The event, which drew a few dozen people, was emceed by Mayor Jerry Clifton.

“I served in the military for almost 20 years. We understand that no person is dead unless you let his or her memory fade away,” Clifton said. “On Patriot Day, and every day, let's commit ourselves to remembering and saluting the courage of all Americans that made the ultimate sacrifice that day and in the days, weeks, months and years that followed.”

State Sen. David Sokola noted that the freshmen and sophomores at UD today weren’t even born on 9/11 and the juniors and seniors are too young to remember that day.

“That's why events like this are so important. Each of us, I'm sure, vowed to never forget Sept. 11, and as time marches on, we each have a responsibility to share our memories of that day with young people so we can learn from this tragedy and appreciate just how fragile our sense of safety and security can be,” Sokola said. “It is also important that we remember how the abject horror of that day quickly gave way to acts of incredible heroism, as men and women from across the country joined the rescue efforts in New York and Washington, D.C.”

He noted that first responders continue to die from health problems triggered by working at Ground Zero.

“It's important that we remember that Sept. 11 was not just one day. It continued for weeks, months and years afterward as first responders suffered lasting health effects, as we restructured government to address this new threat, and as our nation entered two wars simultaneously, one of which came to an end just a few weeks ago,” Sokola said. “It's important that we remember the servicemen who lost their lives last month, who I pray to be the final casualties of conflicts born on that late summer day 20 years ago.”

State Rep. Paul Baumbach recalled how the 9/11 attacks united Americans and the world. With the country bitterly divided 20 years later, he said, it’s a good time to reflect on the legacy of 9/11.

“I would like that legacy to be a reminder that we are all one family, that an attack on one family member is an attack on all,” Baumbach said. “It showed us that it is most often when the chips are down, in the face of adversity, that we find the emergence of our better angels. We can and we must be strong together, grieve together, rebuild together and stand together.”

Lauren Simione, who now works in UD’s alumni relations department, was working as a flight attendant for United Airlines based in New York. She departed LaGuardia Airport on a flight to Denver just a half hour before the first plane hit the World Trade Center.

Simione recalled getting word of the attacks while in the air, and said her pilot could hear radio traffic of the hijackers taking over Flight 93, which later crashed in Pennsylvania when passengers fought back.

Simione’s flight diverted to Chicago, and it was hours before she could let her family know she was OK or see the television footage of what had happened.

“I definitely wasn't prepared for what I saw when we watched the videos in the crew lounge,” Simione said. “The severity of the day, the impact of the terrorist activity, and realizing all that was literally happening in the air around us earlier that day finally hit me, and I sobbed for those that died, for my fellow flight crews, for scaring my loved ones, for the first responders and all those trying to help, and for America.”

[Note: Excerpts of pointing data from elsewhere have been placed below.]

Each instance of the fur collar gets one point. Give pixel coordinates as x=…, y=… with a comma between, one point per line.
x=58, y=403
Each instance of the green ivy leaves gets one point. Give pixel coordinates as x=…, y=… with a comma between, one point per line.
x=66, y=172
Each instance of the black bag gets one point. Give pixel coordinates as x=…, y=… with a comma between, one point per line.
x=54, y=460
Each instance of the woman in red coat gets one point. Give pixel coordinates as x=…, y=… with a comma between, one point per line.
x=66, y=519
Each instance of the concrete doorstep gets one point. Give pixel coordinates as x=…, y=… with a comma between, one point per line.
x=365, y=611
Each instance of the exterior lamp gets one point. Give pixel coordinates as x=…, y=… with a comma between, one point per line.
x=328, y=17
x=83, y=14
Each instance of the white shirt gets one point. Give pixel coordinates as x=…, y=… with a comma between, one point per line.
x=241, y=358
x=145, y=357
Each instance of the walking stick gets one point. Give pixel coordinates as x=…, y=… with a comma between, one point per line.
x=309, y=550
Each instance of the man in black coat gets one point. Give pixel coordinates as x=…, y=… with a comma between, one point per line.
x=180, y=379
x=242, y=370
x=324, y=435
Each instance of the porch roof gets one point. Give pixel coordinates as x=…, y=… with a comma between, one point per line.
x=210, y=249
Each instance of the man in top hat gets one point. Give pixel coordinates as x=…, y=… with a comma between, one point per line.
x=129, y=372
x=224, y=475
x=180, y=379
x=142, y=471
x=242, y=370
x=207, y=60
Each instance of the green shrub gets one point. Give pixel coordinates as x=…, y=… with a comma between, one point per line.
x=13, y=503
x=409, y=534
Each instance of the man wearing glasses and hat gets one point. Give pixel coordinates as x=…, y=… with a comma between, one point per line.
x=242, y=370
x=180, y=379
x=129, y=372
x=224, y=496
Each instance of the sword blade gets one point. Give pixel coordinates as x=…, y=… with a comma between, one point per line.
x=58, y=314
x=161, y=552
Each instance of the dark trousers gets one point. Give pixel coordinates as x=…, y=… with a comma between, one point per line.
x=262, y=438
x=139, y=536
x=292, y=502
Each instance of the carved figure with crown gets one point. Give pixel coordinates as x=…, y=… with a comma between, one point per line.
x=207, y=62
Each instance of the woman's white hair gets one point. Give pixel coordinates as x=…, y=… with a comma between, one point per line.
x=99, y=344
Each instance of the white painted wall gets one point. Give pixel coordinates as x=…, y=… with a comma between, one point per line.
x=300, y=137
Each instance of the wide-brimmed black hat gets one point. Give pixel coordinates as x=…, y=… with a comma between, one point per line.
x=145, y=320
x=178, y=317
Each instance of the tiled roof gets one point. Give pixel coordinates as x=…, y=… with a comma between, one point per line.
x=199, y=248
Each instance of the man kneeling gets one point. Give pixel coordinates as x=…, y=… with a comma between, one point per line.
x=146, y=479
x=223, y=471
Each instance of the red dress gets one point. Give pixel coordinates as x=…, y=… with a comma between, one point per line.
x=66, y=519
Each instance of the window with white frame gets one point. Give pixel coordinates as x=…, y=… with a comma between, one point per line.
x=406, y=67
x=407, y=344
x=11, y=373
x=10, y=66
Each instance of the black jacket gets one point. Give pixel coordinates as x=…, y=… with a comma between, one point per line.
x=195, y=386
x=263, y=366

She continued to work as a flight attendant until 2003.

“My mom really hoped I would retire my wings after 9/11, but I wasn't ready to give into fear or give up what I loved,” she said.

Simione said she realizes she is one of the lucky ones.

“I know that my story is just one of a million from that day. So many Americans have such different sad endings to their stories,” she said. “So I focus on my gratefulness and do my best to carpe diem, or seize the day, with every chapter I continue to write in my life story.”